Meeting of the Parliament 18 February 2026 [Draft]
I put it on the record that I was formerly employed at Mossmorran, although that was many years ago.
The closure of the Mossmorran ethylene plant marks a profound moment for Fife, for Scotland’s industrial heritage and for hundreds of workers whose livelihoods have been thrown into uncertainty. For more than four decades, Mossmorran has stood as a symbol of Scottish engineering excellence. It was opened in 1985 by Exxon Chemicals alongside Shell’s natural gas liquids plant and it represented the kind of skilled, high-value industrial work that Scotland has always excelled in.
However, today, we are confronted with the consequences of a decision that was made far from the communities that it affects. On 18 November 2025, ExxonMobil announced its intentions to close the plant. On 3 February 2026, that closure became a reality.
Workers at Mossmorran did not fail, and Scotland did not fail.
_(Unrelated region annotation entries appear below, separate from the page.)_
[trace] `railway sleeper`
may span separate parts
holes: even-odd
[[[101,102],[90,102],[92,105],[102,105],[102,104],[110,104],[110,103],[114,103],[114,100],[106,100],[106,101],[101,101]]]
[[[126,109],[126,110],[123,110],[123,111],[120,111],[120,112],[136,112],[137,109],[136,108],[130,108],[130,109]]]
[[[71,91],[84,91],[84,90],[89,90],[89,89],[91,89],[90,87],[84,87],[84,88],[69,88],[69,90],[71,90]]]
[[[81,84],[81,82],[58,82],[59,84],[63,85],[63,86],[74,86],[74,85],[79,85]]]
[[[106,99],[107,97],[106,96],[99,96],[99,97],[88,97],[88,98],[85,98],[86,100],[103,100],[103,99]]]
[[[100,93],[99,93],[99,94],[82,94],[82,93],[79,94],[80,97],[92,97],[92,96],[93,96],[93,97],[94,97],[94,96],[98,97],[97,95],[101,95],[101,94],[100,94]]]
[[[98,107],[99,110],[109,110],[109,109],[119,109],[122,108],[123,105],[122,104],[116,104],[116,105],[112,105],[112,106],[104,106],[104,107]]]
What failed was the wider policy environment that was created at the UK level. That is an environment that has left key industry sites uncertain and unable to plan for the long term. For years, Scotland’s energy-intensive industries warned that the UK’s approach to energy policy and industrial strategy was placing them at a disadvantage. The situation at Mossmorran is now one of the clearest examples of those warnings being realised.
There are highly skilled engineers, technicians, apprentices and contractors there, whose expertise is vital to Scotland’s future.